Maugham enlists Bernie to thwart the blackmailers but things are not quite what they seem—of course. Before too long Smiley, referred to only as "the monk", is interrogating Bernie Gunther in a polite but authoritative manner, along the lines of "Were you not an SS intelligence officer? Are you not an East German intelligence operative? Are you not part of a plot to blackmail Mr. Maugham and thereby pass disinformation to British intelligence?" Suffice to say old George makes a pretty strong case. Bernie’s responses, while enough to save his life, are far from fully exonerating. It’s all very cleverly done, and calls into question everything Bernie’s told us about himself in the first ten volumes of his story. At the very least, it leaves Bernie abetting Erich Mielke’s scheme to confuse and undermine MI6.

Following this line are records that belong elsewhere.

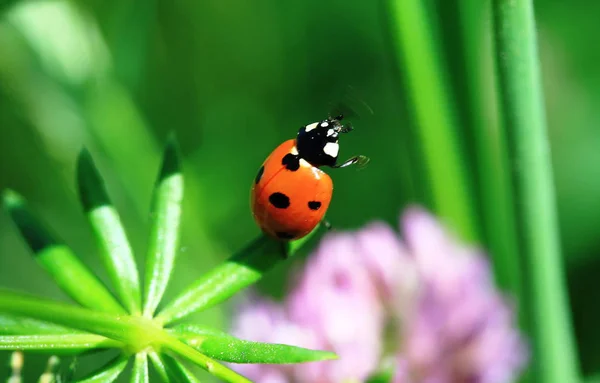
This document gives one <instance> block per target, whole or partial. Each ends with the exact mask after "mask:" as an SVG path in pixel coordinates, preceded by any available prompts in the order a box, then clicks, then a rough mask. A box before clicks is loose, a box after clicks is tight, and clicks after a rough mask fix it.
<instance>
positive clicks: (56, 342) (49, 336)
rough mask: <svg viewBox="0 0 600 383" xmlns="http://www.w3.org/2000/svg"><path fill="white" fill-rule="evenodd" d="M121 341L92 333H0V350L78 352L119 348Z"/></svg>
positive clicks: (121, 345)
mask: <svg viewBox="0 0 600 383" xmlns="http://www.w3.org/2000/svg"><path fill="white" fill-rule="evenodd" d="M119 347H123V343H121V342H118V341H115V340H112V339H107V338H105V337H103V336H100V335H94V334H56V335H1V336H0V350H37V351H49V352H52V353H55V352H60V351H65V352H67V351H69V352H68V353H78V352H81V351H84V350H89V349H98V348H119Z"/></svg>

Philip Kerr has, rather unexpectedly at this mature stage of the series, injected some contingency into the saga of Bernie Gunther. Prior to The Other Side of Silence it never seemed likely that Bernie would share the fate of many other SS officers: dangling at the end of a rope in Poland or Israel. Indeed, the idea that Bernie might deserve such a fate was unthinkable. Bernie was a German we could like, even root for. He was tough, cynical, compromised but essentially innocent. Like John le Carré, Bernie regarded Nazi Germany’s defeat as well deserved, and took care not to regard either side in the Cold War too pristinely. After The Other Side of Silence Philip Kerr, at any rate, seems not so sure. In fact, Philip Kerr may be learning what George Smiley had trouble crediting, but what that great American Augie March knew to be true: "That's the struggle of humanity, to recruit others to your version of what's real."